The language of Section 41-4-12 explicitly ties the waiver of immunity to certain torts or violations of rights. Silva did not construe Section 41-4-12. As for Methola, we summarized that decision and its progeny in Ortiz. We point out only that in Methola and Schear v. Board of County Commissioners, 101 N.M. 671, 687 P.2d 728 (1984), the personal injury clearly was caused by a tort listed in Section 41-4-12; and in California First Bank v. State, 111 N.M. 64, 801 P.2d 646 (1990), the supreme court focused on the fact that the personal injury resulted from a violation of a right secured under New Mexico statutory law. We reject the overly broad construction of Section 41-4-12 stated in the district court’s letter opinion. In this case plaintiff cannot recover for negligent training or supervision in the absence of either a tort listed in Section 41-4-12 or a deprivation of a right secured by the federal or state constitution or laws.

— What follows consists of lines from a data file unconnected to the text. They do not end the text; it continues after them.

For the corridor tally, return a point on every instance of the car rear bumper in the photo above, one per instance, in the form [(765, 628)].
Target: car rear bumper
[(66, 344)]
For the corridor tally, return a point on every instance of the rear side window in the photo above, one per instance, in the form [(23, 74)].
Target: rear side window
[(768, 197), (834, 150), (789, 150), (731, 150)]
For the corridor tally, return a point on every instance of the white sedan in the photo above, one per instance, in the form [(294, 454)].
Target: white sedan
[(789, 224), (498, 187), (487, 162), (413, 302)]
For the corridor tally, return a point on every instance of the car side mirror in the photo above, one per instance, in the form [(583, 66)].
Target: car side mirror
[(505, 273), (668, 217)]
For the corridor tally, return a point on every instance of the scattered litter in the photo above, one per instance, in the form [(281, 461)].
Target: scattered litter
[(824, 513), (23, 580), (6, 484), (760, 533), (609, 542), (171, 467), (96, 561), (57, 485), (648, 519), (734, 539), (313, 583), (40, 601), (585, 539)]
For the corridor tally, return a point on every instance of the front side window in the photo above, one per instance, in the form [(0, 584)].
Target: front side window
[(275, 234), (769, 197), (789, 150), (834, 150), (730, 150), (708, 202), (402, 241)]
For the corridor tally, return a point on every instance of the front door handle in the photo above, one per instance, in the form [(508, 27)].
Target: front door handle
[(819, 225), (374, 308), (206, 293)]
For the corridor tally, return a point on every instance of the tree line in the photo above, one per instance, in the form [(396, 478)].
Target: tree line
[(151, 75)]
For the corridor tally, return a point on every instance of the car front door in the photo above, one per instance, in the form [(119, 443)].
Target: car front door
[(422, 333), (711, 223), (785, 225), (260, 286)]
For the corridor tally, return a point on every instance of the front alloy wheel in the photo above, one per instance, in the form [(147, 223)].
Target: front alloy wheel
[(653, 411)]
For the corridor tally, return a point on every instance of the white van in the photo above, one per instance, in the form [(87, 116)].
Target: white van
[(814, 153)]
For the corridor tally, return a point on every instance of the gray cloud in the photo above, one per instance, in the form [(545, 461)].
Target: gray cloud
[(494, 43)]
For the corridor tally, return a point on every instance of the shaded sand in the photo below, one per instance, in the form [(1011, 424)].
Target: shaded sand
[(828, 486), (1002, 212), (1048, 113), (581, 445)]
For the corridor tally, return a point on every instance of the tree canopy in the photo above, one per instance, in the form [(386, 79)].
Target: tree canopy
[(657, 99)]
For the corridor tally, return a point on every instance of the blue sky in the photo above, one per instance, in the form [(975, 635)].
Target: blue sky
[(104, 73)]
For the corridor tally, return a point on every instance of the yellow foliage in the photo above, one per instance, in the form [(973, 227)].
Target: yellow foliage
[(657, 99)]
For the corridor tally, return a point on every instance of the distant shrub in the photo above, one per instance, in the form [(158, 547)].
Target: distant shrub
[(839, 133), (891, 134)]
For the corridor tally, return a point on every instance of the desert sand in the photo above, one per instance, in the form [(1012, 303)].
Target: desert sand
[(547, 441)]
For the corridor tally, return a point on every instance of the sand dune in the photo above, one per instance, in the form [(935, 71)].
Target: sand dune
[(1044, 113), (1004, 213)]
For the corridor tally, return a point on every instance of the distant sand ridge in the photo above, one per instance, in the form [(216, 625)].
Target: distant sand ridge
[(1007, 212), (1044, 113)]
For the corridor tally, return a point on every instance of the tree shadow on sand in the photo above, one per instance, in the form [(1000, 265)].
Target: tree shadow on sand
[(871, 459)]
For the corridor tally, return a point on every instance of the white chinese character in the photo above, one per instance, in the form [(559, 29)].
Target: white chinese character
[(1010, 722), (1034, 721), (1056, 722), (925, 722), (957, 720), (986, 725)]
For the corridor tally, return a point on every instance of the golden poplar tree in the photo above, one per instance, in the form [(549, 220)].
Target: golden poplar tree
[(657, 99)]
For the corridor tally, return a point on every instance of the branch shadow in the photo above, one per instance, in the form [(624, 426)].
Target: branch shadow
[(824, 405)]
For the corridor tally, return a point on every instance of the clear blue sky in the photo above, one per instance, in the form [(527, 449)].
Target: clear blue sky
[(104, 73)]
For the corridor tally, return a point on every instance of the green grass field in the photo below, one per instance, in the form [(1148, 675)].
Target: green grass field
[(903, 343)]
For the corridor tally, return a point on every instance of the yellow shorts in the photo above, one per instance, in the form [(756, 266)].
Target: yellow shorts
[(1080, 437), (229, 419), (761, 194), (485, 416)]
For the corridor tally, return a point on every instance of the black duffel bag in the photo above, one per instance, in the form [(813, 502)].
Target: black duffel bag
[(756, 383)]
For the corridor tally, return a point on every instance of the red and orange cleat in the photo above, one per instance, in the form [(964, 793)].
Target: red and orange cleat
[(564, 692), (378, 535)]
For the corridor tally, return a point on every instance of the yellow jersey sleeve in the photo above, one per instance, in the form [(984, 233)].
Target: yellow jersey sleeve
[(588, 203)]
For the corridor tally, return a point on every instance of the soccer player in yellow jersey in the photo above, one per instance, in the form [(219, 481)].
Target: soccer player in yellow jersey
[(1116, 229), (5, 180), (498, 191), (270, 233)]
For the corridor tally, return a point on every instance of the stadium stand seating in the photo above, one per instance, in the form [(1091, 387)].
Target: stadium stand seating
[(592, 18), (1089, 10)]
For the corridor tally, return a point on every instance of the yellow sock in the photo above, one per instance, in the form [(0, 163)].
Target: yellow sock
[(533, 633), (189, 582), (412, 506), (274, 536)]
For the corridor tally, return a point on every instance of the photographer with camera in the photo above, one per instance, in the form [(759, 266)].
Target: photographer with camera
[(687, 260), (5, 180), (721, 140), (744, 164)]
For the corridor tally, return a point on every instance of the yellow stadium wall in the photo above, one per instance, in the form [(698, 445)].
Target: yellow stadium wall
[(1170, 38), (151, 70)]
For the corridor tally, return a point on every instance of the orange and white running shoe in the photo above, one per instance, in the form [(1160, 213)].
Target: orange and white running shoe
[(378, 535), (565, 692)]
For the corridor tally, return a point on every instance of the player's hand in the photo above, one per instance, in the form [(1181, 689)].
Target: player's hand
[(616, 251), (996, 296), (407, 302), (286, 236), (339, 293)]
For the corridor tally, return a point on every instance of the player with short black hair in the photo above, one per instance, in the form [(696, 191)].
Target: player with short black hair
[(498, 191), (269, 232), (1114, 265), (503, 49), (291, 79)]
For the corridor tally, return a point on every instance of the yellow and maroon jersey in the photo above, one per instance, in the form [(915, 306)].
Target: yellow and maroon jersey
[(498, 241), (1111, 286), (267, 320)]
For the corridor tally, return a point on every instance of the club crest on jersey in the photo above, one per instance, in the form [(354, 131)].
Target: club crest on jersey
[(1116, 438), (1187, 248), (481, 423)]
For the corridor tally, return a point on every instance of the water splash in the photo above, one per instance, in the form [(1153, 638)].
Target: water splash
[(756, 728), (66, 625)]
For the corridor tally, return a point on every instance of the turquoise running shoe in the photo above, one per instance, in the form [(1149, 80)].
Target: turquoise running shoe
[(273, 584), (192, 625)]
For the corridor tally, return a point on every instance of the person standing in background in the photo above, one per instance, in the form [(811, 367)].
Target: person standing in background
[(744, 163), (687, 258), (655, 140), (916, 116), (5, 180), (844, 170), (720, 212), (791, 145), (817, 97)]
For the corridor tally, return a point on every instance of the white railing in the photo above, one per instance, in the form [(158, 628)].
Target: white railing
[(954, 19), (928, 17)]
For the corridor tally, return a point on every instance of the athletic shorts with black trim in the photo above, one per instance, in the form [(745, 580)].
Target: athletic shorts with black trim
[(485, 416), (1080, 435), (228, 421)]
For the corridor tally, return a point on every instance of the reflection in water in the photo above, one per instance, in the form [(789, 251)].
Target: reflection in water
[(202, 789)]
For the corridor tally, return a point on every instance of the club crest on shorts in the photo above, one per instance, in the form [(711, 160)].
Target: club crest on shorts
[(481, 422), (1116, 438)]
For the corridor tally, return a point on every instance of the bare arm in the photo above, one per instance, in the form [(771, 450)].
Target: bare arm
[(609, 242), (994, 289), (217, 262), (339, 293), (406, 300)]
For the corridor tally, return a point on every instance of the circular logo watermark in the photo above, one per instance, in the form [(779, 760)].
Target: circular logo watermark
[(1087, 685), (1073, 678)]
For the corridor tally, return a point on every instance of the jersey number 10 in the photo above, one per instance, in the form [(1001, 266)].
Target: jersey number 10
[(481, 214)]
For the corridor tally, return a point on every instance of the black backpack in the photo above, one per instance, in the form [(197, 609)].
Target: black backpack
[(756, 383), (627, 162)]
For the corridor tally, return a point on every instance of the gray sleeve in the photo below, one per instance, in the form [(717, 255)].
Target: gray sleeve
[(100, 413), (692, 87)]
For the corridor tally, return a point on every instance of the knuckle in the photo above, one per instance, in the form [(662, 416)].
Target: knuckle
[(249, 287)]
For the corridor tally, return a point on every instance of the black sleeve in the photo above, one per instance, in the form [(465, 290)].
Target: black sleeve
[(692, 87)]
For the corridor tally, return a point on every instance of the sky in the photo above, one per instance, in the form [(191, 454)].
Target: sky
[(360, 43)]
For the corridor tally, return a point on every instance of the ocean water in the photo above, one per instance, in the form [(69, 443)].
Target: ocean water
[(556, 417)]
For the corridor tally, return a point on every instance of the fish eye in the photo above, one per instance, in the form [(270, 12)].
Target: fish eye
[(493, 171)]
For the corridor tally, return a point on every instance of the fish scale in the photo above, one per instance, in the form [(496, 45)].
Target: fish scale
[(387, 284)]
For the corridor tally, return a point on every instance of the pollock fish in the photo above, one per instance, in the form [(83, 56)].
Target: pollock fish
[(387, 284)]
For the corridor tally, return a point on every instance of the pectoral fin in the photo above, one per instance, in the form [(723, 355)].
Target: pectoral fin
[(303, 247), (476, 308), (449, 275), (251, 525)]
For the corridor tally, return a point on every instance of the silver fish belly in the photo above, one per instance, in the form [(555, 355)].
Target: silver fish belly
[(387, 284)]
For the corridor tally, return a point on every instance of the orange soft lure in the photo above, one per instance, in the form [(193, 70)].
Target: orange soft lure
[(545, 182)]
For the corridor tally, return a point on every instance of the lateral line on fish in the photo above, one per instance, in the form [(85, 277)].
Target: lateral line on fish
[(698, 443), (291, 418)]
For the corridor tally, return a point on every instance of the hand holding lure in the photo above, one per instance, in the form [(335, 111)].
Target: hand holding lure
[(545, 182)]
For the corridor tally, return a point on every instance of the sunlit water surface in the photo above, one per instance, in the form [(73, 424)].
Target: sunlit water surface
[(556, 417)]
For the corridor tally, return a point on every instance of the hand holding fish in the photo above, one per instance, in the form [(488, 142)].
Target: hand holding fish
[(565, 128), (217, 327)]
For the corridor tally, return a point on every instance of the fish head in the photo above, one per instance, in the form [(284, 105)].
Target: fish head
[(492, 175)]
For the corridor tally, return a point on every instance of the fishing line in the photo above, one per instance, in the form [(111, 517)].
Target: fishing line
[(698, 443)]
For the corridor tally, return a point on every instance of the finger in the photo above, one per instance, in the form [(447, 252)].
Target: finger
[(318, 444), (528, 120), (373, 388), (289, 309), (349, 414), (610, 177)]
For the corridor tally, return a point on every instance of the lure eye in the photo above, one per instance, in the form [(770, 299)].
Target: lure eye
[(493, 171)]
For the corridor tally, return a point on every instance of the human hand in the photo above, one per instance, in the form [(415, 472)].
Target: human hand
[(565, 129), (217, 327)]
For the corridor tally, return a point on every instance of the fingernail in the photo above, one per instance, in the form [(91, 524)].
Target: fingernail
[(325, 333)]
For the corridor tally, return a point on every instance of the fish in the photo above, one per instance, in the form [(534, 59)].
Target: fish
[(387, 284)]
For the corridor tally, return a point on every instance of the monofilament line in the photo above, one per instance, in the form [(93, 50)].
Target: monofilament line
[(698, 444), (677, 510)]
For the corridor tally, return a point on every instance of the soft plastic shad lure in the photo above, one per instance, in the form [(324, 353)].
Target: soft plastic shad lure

*249Despite our disagreement with the district court’s reasoning, we do not reverse the denial of defendants' motion to dismiss the second cause of action. The second cause of action incorporates the allegations in the first cause of action. In our view the complaint can reasonably be construed as alleging that defendants' negligent training and supervision of their subordinates caused the subordinates to deprive plaintiff’s son of rights secured under the United States and New Mexico Constitutions and that the deprivation of rights resulted in personal injury and death to her son. See Shea v. H.S. Pickrell Co., 106 N.M. 683, 748 P.2d 980 (Ct.App.1987) (all doubts are to be resolved in favor of sufficiency of complaint). In Ortiz we are holding that the Tort Claims Act waives immunity for negligent training and supervision by a law enforcement officer that causes the commission by a subordinate law enforcement officer of a tort listed in Section 41-4-12. That holding, together with the language of Section 41-4-12 — which treats identically the commission of a listed tort and the deprivation of rights secured by federal or state law — requires affirming the sufficiency of plaintiff’s second cause of action against the challenge raised in defendants’ appeal. Our affirmance, of course, is without prejudice to further factual or legal challenges to plaintiff’s second cause of action.

CONCLUSION

For the above reasons we affirm the district court’s denial of defendants’ motion to dismiss the second cause of action and remand for further proceedings consistent with this opinion.

IT IS SO ORDERED.

MINZNER, J., concurs.

BIVINS, J., dissents.

BIVINS, Judge

(dissenting).

I respectfully dissent and adopt my dissent in Ortiz v. New Mexico State Police, 112 N.M. 249, 814 P.2d 117 (Ct.App.1991).